Na zewnątrz prawie 40 stopni, słońce nareszcie postanowiło, że wylezie na dłużej, endorfiny grają w żyłach, a ciało wyrywa się do innych czynności niż praca biurowa. Siedzisz przy biurku i smętnie spoglądasz przez okno? Wiesz, że mógłbyś/mogłabyś siedzieć teraz w ogródku jakiejś kawiarni i popijając latte pod parasolem robić dokładnie to samo?
Brytyjski portal ‘Hapinness at work’ postanowił sprawdzić, czy pracownicy elastyczni są szczęśliwsi od tych nieelastycznych. Okazało się (nie jestem specjalnie zdumiona), że istnieje korelacja między szczęściem a elastyczną pracą. Około 70 procent respondentów przyznało, że mają dostęp do kilku typów flexipracy.
No i proszę. To jasne, że pracownicy, którzy dostają od pracodawców nieco więcej elastyczności w pracy są z owej pracy bardziej szczęśliwi. Najwyższy wskaźnik szczęścia wykazują te osoby, którym pozwolono pracować flexi, by pogodzić życie i rodzinę, a także ci, którzy mogą pracować flexi przynajmniej 2 razy w miesiącu.
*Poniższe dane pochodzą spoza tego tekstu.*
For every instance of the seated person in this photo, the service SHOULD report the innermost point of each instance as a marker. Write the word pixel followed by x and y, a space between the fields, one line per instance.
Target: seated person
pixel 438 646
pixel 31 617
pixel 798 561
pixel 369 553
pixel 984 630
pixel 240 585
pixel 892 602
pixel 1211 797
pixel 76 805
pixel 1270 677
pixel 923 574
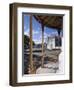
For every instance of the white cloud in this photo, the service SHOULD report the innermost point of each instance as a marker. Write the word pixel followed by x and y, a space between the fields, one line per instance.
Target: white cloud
pixel 26 32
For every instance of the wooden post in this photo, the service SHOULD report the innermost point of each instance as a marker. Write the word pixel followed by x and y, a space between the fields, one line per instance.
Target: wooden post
pixel 42 64
pixel 31 58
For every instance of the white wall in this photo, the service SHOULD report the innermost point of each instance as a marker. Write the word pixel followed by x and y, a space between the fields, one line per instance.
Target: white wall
pixel 4 46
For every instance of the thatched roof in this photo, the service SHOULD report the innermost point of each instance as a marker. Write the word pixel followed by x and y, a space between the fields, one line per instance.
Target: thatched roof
pixel 50 21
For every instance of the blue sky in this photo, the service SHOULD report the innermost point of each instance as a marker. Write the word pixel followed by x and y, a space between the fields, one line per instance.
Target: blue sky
pixel 36 27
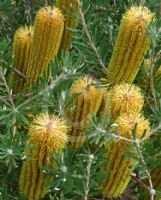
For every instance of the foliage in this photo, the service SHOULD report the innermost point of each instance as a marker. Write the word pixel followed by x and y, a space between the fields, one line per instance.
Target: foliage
pixel 77 174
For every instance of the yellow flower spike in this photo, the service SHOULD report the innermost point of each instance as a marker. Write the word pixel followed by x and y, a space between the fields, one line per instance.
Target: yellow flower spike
pixel 126 98
pixel 119 166
pixel 21 52
pixel 46 133
pixel 131 45
pixel 48 30
pixel 70 10
pixel 87 101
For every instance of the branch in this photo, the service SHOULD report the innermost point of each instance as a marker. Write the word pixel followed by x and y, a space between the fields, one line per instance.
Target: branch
pixel 150 188
pixel 50 86
pixel 8 90
pixel 87 188
pixel 104 69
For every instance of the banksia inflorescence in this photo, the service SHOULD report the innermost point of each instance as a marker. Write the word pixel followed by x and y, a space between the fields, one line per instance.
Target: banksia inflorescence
pixel 70 10
pixel 119 166
pixel 47 133
pixel 21 52
pixel 125 98
pixel 48 30
pixel 87 100
pixel 131 45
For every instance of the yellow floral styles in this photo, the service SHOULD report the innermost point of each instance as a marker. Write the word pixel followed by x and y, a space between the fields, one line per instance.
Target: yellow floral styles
pixel 87 100
pixel 126 98
pixel 70 10
pixel 21 52
pixel 131 45
pixel 47 133
pixel 119 166
pixel 48 30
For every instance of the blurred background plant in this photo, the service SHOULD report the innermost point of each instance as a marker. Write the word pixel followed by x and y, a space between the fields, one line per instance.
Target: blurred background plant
pixel 77 175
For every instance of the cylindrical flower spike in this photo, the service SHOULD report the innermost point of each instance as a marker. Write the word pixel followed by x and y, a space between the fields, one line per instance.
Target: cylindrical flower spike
pixel 119 166
pixel 70 10
pixel 125 98
pixel 21 52
pixel 131 45
pixel 46 133
pixel 48 30
pixel 87 100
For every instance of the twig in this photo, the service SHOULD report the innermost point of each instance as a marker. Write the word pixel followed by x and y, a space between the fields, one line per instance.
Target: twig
pixel 142 184
pixel 87 189
pixel 104 69
pixel 8 90
pixel 51 86
pixel 150 188
pixel 152 79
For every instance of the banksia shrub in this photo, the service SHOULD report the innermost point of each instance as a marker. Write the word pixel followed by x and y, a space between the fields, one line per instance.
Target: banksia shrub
pixel 87 100
pixel 131 45
pixel 119 166
pixel 125 98
pixel 48 30
pixel 47 133
pixel 21 52
pixel 69 9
Drogi pracodawco – wystarczy, że umożliwisz pracownikowi pracę z domu (albo skądkolwiek) 2 razy w tygodniu i otrzymasz w zamian szczęśliwego pracownika, który w tak piękne i upalne dni jak dziś dostarczy Ci czystych rezultatów. A to, że w tym czasie popija mrożoną kawę w jakiejś kawiarni lub na balkonie? Niech mu wyjdzie na zdrowie. I Tobie.